ThePrint looks at the implications of such additional expenditure and how it would be met.
GDP and expenditure
The magnitude of government spending is often referred to as a share of GDP to give a sense of how much of the country’s total output is being spent on a particular item.
However, it must be remembered that GDP is the value of goods and services produced in the country. Most of it is in private hands. It is the wages and incomes earned by households of India.
For the government to spend Rs 100 on anything, be it teachers’ salaries or building schools, it first has to have that much money. Spending 6 per cent of GDP means that the government would have to (i) spend less on something else, or (ii) tax people more, or (iii) borrow the money. Money that is with households of India cannot be spent by the government without one of the three happening.

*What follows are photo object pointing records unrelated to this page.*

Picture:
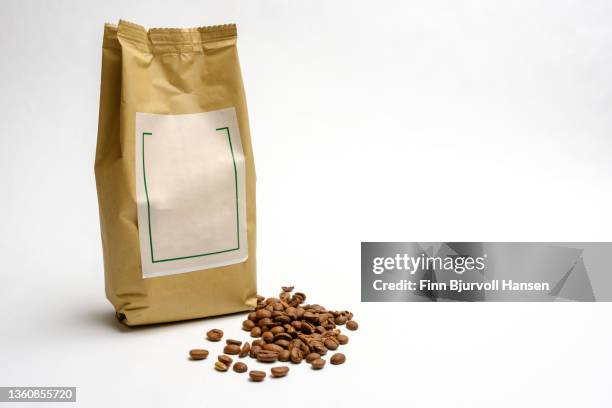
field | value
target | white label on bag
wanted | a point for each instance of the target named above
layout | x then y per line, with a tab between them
190	192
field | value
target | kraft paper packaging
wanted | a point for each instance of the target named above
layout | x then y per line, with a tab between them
175	174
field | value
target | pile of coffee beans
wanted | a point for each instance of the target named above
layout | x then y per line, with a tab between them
286	330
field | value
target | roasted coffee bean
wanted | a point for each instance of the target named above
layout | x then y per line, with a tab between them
227	360
265	322
244	351
284	355
307	328
352	325
273	347
262	313
219	366
266	356
268	337
231	349
312	356
198	354
340	320
257	376
282	342
317	364
258	342
311	317
337	358
279	371
248	325
296	355
331	343
254	351
214	335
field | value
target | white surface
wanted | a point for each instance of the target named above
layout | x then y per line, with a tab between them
427	121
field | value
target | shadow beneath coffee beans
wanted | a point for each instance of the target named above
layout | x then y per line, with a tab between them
108	319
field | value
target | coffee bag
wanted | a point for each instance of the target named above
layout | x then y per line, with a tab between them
175	174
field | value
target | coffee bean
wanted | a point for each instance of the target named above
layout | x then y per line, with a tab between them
352	325
273	347
318	364
282	342
244	351
331	343
312	356
254	351
258	342
257	376
296	355
263	313
240	367
214	335
337	358
231	349
342	339
219	366
268	337
266	356
311	317
340	320
198	354
284	355
248	325
279	371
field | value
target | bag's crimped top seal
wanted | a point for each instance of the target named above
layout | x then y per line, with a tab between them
170	40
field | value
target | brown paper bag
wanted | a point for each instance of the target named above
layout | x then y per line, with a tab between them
175	174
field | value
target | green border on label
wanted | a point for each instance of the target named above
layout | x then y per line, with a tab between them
144	175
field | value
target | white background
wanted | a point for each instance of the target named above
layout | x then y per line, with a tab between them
407	121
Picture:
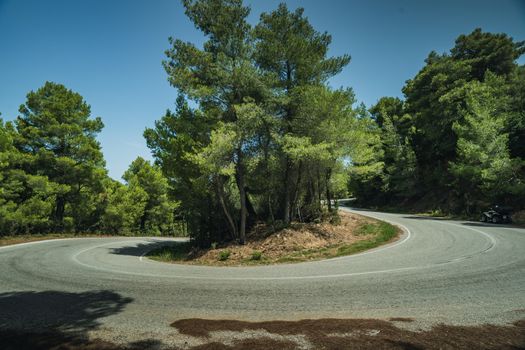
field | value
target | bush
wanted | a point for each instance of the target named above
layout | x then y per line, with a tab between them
224	255
256	255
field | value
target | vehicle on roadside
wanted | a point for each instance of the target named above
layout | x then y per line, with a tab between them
497	215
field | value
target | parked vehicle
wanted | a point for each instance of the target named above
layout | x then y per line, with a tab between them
497	215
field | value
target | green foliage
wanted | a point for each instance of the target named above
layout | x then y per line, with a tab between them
484	168
223	255
268	140
256	255
55	138
53	177
457	139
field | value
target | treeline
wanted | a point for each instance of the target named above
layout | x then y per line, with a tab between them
53	176
259	136
265	138
456	143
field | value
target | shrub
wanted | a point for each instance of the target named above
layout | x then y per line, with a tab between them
224	255
256	255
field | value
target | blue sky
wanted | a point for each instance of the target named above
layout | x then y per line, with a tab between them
110	51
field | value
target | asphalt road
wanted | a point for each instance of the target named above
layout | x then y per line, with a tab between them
439	271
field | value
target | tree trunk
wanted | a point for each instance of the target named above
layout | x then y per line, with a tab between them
287	197
231	222
328	194
242	194
296	189
60	208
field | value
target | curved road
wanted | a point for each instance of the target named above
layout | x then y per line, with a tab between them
452	272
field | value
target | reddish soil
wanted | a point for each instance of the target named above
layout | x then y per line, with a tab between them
320	334
276	245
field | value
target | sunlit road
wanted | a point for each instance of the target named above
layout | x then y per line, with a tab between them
438	271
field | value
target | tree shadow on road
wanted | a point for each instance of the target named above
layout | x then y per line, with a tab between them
58	320
482	224
139	249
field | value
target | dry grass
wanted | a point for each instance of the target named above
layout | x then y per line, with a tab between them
362	334
304	334
299	242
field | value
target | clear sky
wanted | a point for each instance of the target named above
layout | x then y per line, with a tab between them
110	51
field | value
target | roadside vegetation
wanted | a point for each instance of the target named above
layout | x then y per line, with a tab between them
297	243
455	144
258	136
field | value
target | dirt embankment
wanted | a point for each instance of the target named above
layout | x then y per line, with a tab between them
299	242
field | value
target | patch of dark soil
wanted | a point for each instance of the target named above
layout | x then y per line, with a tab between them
250	344
401	319
369	334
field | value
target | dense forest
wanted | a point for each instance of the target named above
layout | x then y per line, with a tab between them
258	135
456	143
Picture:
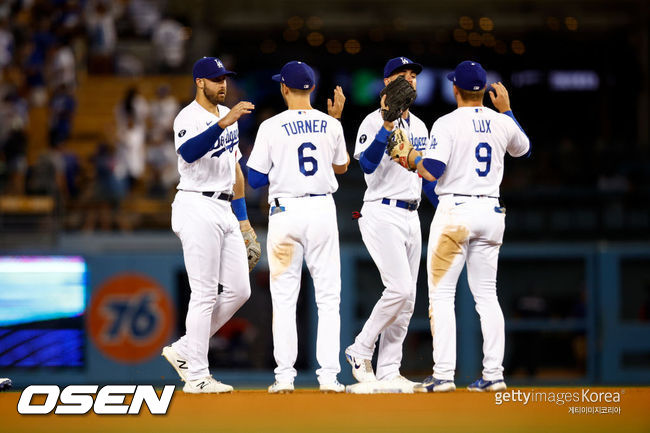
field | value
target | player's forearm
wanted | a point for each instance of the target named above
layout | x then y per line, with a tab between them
257	179
240	184
196	147
430	169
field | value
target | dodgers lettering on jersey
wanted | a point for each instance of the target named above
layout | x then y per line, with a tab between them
297	148
214	171
472	142
227	142
390	180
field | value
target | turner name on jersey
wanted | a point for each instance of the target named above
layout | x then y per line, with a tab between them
305	127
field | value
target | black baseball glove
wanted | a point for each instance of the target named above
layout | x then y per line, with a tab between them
399	97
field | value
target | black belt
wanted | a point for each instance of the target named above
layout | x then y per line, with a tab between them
401	204
221	196
478	196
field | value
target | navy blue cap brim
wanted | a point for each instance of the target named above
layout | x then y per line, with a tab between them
415	67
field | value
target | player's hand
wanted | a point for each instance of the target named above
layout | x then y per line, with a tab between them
335	108
388	125
499	97
243	107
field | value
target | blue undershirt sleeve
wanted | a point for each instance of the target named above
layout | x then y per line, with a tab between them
435	167
428	190
196	147
257	179
370	158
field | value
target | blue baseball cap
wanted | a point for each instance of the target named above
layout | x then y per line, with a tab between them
468	75
401	63
297	75
209	67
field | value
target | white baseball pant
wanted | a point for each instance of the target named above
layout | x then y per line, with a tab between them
393	238
307	228
465	229
214	253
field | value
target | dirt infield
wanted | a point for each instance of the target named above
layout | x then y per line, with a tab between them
311	411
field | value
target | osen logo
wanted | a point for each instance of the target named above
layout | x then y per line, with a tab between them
80	399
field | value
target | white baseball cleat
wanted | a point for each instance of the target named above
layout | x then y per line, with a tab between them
365	388
399	384
482	385
332	387
281	388
179	364
361	368
431	384
207	385
5	383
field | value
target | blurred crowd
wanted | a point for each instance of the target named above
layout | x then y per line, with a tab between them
45	45
580	182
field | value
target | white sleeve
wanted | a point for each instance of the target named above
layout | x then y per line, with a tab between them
340	151
365	136
519	144
260	157
440	142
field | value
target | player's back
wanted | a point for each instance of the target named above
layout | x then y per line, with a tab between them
472	142
297	149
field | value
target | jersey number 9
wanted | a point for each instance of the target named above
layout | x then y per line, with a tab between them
302	159
484	155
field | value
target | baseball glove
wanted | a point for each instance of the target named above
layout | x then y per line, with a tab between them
253	248
399	97
399	148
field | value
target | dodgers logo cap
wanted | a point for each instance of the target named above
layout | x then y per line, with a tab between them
468	75
400	63
297	75
209	67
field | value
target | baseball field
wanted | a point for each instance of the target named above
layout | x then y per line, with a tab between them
310	411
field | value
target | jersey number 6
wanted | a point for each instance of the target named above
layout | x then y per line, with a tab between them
302	159
484	155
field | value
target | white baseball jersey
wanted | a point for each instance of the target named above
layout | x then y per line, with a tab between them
213	247
214	171
297	148
403	185
472	141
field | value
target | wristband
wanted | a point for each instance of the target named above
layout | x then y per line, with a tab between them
239	208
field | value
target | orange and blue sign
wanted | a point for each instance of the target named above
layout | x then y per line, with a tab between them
130	318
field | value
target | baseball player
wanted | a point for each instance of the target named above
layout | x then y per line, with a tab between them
216	237
466	154
297	153
5	383
390	228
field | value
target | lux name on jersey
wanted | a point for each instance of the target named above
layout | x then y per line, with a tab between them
305	127
226	141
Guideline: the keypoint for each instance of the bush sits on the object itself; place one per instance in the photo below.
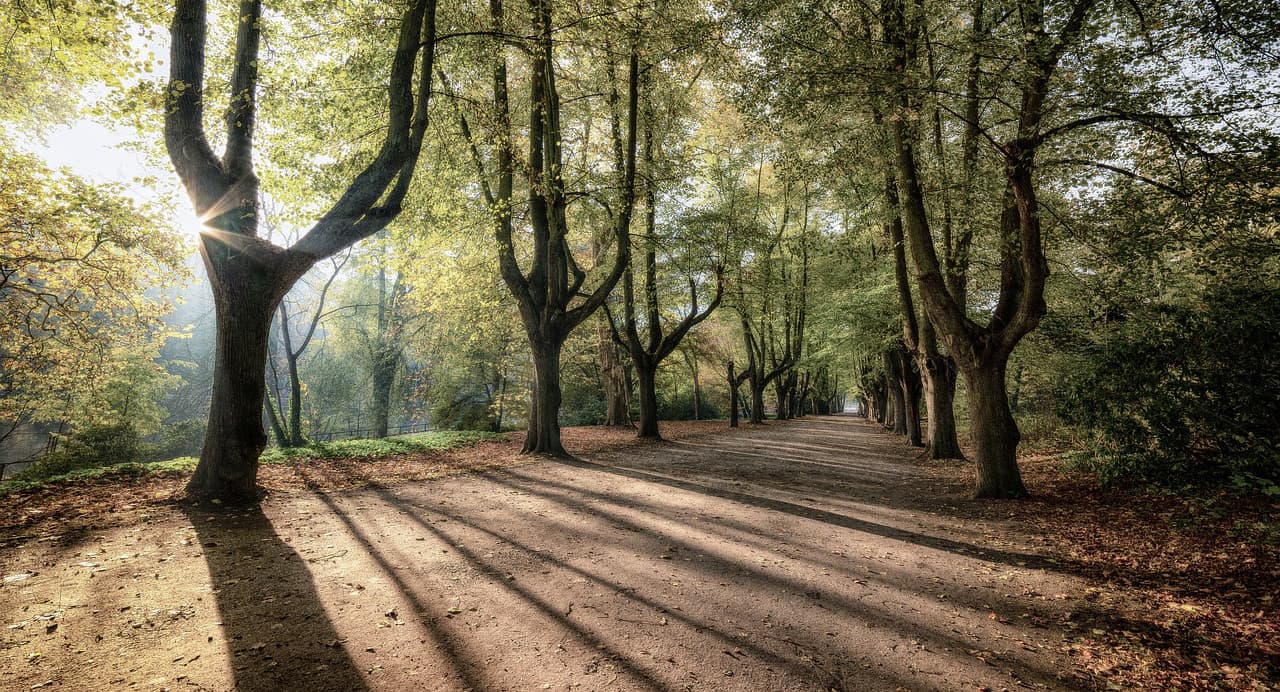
(91, 447)
(181, 439)
(1187, 394)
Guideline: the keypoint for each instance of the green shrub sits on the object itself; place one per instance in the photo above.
(91, 447)
(1187, 394)
(181, 439)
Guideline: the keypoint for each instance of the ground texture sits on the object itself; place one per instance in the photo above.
(816, 554)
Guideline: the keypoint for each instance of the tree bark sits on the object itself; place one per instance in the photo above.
(543, 435)
(617, 403)
(910, 385)
(384, 379)
(248, 275)
(995, 432)
(647, 380)
(940, 390)
(243, 305)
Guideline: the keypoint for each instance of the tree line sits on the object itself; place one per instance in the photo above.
(809, 202)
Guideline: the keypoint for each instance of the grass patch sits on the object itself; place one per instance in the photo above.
(437, 440)
(315, 452)
(128, 470)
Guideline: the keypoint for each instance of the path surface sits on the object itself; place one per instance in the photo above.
(792, 557)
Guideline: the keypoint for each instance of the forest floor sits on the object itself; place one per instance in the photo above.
(814, 554)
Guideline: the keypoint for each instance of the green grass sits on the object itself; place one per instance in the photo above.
(314, 452)
(129, 470)
(376, 449)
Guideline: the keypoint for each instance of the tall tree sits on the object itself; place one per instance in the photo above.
(549, 293)
(250, 275)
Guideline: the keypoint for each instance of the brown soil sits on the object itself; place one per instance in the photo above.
(805, 555)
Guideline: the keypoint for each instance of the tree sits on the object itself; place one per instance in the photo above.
(288, 430)
(250, 275)
(76, 265)
(548, 293)
(648, 352)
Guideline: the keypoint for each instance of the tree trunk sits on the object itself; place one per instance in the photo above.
(295, 403)
(544, 413)
(734, 383)
(234, 438)
(698, 389)
(910, 386)
(995, 432)
(940, 392)
(617, 403)
(645, 377)
(384, 376)
(757, 386)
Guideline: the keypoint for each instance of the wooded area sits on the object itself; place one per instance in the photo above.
(996, 229)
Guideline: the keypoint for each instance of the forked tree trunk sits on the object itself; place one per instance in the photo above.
(995, 432)
(647, 381)
(543, 435)
(245, 301)
(940, 392)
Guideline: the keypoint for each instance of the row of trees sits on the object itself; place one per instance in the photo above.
(799, 198)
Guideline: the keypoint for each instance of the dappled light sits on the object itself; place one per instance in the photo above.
(755, 344)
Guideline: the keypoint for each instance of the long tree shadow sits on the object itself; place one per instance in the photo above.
(960, 548)
(274, 623)
(594, 640)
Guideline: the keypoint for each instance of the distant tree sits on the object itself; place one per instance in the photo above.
(76, 264)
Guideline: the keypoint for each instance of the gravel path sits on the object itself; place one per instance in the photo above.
(801, 555)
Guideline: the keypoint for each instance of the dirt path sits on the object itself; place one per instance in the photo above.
(808, 555)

The question is not whether the poor should have something to eat and schools to send their children to. Everyone agrees that they should. The question the Congress must answer clearly is — where will the money come from?
It has not explained whether GST rates will be higher, whether income tax and corporate tax will be raised, and if they are, how much will be the additional expected revenues from each source.
The danger of not saying what expenditure would be cut — if that is to be the path to garnering resources for additional spending — is that capital expenditure will be cut. That is what has usually happened in the past.
Between NYAY and this additional education spending, government expenditure could rise by around 4 per cent of GDP. If these promises are kept without cutting other spending or raising taxes, the government would be borrowing an additional amount almost equal to its total borrowing today, or even more. The FRMB (Fiscal Responsibility and Budget Management) target of 3.0 per cent of GDP would have to be given up.
Is Rahul Gandhi proposing an alternate path of fiscal consolidation?
To understand the macro implications of such large government spending plans without adequate plans to be fiscally prudent is important. The risks associated with higher fiscal deficits include a larger current account deficit as the country spends more. This can lead to pressure on the rupee, higher inflation, crowding out of private borrowing and investment, and higher interest rates. While expansionary fiscal policy (higher borrowing by government) could give the economy a period of higher growth, such demand-driven growth is likely to be unsustainable.
On a side note, in the context of education spending there are additional questions.
Is the present expenditure on education giving us bang for the buck? A recent study shows that, for example, at an average of Rs 47,044 in Gujarat, Rs 39,267 in Kerala, Rs 23,012 in UP per annum per student, government schools are spending much more than private schools without providing commensurately better learning outcomes. In other words, the money already being spent could be spent better before we plan to increase spending.